Once when a Swedish friend was here for a visit, we got on a bus in Stockwell to go home and we heard an argument between the driver and a customer. Apparently the customer didn't want to pay and the driver got a fit and refused to drive unless she got off the bus. We were sitting upstairs and my friend got a bit worried, she didn't understand the Jamaican English the lady spoke. We decided to get off the bus and take the bus behind instead. As I got off the bus I realised that the upset customer was the Rottweiler next door. Her poor children had to witness their mother’s bad behaviour and will probably learn to behave in the same when they are confronted with a problem. As I said, the Rottweiler is a lousy mother.

The blooming Rottweiler, kept me awake last night again so I went knocking on her door but she didn't open, instead her little boy asked me through the door ,‘who is it?’ and I replied ‘it is the girl from next door’. I could hear them talking inside and the mother telling her son ‘it is the bitch next door’. Why am I a bitch to her? I have done nothing to her, or?


Her children used to play in the corridor outside my door with the bicycles, scraping my door. Sometimes I opened the door and told them to stay clear of my door. I can see how it must be difficult to stay in a crack in the wall size of flat with four children but she could take them to the park. I went over one day when her door was open and asked her if she have a DVD player and lend her three films for her children to watch. I thought that would give her some peace. A few weeks later the little girl knocked my door and asked me if I had more films. I said, 'they are mostly for older children, but you can have a look if you like’. The girl parked her bike and walked into my flat. The door was open all the time. Suddenly the Rottweiler barked and the girl ran out with a few films. Five minutes later I heard a knock on the door again. It was the girl again but this time her brother was with her (as some sort of protection I suppose) and she was crying. She said she was not allowed to watch the films because she had not asked her mother for permission to knock my door. I felt horrible, realising that she had been physically abused by her mother and been slapped. The children don't dare to say hello to me now. They are scared of me because of their horrible mother.

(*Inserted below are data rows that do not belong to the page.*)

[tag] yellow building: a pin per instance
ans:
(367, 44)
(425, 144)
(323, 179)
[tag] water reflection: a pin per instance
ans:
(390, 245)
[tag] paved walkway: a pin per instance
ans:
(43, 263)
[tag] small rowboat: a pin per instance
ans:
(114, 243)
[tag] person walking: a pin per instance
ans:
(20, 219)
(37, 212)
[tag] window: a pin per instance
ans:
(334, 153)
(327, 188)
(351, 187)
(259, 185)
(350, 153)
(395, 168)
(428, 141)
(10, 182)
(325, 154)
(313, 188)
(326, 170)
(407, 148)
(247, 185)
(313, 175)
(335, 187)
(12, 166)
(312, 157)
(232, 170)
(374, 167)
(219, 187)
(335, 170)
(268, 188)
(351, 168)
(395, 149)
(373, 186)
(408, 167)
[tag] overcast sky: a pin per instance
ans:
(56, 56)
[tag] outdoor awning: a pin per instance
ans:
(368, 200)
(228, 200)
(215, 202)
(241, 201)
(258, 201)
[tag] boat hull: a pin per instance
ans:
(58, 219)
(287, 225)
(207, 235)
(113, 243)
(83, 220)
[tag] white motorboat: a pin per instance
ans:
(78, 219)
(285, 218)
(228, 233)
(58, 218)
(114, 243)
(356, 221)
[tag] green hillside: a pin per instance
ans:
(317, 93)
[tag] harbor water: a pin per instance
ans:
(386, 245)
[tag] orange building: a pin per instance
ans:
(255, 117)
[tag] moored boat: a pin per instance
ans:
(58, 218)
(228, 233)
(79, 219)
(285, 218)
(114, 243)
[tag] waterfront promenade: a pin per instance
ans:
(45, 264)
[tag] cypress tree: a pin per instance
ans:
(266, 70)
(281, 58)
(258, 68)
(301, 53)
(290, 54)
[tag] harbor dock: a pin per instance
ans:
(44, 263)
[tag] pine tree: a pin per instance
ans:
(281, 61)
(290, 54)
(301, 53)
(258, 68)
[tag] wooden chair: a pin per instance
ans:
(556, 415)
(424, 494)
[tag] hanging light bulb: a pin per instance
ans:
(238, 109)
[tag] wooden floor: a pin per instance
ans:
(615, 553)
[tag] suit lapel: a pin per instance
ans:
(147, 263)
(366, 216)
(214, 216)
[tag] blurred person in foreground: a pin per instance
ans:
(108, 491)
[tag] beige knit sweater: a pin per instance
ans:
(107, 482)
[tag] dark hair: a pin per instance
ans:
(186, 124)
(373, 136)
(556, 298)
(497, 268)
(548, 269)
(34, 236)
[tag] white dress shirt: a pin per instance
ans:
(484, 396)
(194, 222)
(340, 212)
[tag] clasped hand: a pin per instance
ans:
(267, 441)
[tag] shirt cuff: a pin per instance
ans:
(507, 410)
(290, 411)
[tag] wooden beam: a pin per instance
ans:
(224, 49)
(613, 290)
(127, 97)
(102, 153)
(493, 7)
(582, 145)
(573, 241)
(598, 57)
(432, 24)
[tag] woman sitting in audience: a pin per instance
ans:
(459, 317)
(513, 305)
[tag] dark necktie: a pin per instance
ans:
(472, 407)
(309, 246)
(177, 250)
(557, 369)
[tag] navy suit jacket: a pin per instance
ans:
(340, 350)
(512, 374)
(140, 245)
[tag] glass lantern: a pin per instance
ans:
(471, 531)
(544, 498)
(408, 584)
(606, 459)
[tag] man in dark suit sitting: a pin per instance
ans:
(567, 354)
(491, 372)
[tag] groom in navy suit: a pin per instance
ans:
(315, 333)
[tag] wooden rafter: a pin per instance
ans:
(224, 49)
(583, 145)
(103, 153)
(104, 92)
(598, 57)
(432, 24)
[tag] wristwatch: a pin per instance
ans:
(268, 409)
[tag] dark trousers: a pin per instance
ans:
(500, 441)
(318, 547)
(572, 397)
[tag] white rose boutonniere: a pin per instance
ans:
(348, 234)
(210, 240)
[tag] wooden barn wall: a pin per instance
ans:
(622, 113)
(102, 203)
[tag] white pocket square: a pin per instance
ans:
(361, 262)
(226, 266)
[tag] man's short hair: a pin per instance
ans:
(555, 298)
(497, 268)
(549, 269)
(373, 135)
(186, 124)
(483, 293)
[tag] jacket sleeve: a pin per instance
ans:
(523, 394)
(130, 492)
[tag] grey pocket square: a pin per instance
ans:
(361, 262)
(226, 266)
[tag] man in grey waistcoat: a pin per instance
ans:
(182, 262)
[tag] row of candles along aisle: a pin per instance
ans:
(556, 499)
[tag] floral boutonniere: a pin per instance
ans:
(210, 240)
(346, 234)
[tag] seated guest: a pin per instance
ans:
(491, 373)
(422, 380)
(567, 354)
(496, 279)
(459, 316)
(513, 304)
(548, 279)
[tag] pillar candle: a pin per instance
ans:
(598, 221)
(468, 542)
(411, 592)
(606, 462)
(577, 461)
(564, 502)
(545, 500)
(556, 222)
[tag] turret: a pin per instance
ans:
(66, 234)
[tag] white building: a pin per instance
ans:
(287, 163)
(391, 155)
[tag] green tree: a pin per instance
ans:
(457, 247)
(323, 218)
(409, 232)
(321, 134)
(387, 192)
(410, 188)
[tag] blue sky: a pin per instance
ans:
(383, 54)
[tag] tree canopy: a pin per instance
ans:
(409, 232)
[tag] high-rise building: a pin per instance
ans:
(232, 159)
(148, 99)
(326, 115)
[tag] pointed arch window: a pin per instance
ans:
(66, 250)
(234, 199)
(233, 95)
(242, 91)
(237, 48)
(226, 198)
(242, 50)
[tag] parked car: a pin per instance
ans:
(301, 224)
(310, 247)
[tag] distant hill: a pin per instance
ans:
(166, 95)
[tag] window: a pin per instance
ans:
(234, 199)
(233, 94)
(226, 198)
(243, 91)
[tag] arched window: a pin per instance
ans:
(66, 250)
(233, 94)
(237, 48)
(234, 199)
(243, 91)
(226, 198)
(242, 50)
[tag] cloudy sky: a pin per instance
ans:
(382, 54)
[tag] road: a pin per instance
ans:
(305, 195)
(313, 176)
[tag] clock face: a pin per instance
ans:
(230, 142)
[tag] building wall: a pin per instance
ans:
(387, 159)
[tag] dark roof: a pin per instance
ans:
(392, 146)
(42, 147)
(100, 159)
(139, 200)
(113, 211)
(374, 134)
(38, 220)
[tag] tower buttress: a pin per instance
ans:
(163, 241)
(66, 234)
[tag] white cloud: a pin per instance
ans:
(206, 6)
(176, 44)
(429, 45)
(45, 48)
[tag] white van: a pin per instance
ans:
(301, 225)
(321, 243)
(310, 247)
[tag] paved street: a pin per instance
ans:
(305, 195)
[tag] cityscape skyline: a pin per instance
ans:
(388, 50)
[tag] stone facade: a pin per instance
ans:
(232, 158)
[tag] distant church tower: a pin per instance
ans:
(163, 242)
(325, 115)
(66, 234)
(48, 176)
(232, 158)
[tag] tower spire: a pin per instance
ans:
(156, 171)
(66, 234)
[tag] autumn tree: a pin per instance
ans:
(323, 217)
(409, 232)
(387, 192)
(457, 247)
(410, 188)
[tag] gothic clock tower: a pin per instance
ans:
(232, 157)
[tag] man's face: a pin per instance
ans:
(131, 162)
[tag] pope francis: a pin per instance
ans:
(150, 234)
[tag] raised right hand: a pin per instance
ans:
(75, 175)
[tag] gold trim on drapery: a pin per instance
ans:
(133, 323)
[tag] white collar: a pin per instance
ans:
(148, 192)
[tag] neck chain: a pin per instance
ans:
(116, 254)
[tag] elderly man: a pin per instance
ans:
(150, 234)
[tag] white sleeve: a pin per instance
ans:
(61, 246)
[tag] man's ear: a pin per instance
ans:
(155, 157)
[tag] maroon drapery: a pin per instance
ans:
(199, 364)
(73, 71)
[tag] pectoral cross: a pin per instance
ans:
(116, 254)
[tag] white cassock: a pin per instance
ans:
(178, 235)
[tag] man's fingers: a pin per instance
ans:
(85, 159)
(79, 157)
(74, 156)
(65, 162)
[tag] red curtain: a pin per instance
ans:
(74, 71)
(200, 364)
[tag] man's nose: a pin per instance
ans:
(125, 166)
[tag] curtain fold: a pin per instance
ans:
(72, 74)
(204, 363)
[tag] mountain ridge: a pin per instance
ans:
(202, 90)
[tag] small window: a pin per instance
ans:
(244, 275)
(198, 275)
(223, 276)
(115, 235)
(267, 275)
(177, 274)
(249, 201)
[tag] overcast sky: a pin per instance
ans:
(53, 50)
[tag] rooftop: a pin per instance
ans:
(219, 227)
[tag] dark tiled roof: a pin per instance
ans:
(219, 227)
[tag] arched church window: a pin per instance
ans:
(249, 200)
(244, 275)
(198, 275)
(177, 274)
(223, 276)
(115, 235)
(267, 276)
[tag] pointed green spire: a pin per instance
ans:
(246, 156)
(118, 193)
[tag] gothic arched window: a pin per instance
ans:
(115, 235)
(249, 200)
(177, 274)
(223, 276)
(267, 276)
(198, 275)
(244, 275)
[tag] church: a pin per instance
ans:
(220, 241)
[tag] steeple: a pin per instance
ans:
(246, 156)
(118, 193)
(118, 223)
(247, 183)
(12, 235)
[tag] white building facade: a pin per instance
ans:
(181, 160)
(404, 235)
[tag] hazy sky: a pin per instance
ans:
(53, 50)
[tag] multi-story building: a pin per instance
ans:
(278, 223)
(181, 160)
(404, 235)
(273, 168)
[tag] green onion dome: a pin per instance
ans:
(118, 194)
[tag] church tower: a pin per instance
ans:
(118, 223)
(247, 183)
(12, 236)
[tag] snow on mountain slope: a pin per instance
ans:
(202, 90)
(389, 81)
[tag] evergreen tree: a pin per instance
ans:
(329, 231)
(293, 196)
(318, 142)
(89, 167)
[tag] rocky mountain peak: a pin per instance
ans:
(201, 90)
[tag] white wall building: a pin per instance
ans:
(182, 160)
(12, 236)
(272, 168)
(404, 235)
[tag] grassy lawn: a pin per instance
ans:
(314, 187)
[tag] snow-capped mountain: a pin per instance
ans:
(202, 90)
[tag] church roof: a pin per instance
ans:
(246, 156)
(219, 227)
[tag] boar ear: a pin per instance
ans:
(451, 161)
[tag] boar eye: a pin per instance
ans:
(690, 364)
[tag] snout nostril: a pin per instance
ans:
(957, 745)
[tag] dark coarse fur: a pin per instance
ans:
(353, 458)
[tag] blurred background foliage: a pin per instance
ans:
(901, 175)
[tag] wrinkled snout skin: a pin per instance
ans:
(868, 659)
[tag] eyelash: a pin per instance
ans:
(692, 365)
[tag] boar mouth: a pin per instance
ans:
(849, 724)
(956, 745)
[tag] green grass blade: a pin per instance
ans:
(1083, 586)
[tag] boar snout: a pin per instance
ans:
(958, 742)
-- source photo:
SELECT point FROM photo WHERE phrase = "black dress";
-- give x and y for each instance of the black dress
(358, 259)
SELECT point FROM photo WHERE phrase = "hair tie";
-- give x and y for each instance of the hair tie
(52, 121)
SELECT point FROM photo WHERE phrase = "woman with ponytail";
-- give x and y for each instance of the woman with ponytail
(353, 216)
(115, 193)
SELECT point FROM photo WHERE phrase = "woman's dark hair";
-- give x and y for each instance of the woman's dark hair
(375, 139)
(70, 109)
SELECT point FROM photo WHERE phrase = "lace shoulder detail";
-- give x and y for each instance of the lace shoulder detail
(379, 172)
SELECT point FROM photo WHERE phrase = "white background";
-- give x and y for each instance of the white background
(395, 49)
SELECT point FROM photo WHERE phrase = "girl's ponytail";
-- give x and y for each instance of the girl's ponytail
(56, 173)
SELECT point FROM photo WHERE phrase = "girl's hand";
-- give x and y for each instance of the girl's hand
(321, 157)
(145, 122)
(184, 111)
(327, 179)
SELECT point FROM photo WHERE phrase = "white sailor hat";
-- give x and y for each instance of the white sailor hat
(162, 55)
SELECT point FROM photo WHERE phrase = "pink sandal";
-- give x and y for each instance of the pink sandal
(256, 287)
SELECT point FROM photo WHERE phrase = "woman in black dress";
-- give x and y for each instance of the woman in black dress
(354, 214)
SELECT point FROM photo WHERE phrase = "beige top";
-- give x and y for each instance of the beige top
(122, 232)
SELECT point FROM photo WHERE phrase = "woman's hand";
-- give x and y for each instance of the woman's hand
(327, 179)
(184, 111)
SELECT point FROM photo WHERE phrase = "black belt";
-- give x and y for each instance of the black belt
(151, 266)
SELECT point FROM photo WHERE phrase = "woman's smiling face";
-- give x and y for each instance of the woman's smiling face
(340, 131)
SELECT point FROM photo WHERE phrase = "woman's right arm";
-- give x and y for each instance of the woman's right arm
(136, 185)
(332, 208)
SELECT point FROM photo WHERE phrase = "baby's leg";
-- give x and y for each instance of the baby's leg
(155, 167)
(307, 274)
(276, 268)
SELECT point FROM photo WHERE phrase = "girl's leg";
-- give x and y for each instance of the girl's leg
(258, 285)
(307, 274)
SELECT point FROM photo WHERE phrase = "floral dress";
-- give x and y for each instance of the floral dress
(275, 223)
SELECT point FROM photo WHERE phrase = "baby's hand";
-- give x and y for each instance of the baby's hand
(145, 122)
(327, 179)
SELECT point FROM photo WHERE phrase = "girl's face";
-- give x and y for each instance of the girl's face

One day I found the little boy in his robe on a chair outside his door trying to reach the electric box and put the key in. Obviously the children where home alone or the mother would have done it. I asked him if he needed help. He had to accept my help but looked very scared as he did so. This little child gets far too much responsibility for his age. The mother also depends on him as the man of the house, which teaches him that girls and women are lower than him and helpless. It's not fair to him.
The Rottweiler also keeps her children up late in the nights, sometimes as late as one in the morning, even on school nights. The children probably do badly in school because they are exhausted.
At one occasion I heard the boy screaming late in the night, ‘no mummy, no’. I couldn't just turn over and go back to sleep, instead I called the police, which arrived promptly.
The next morning the Rottweiler was at my door and we discussed child rearing. She was upset that I had called the police but I just told her not to hit her children then. I don't want a Victoria Climbie case on my conscious.

The good news is that the Rottweiler is moving out. Peace at last!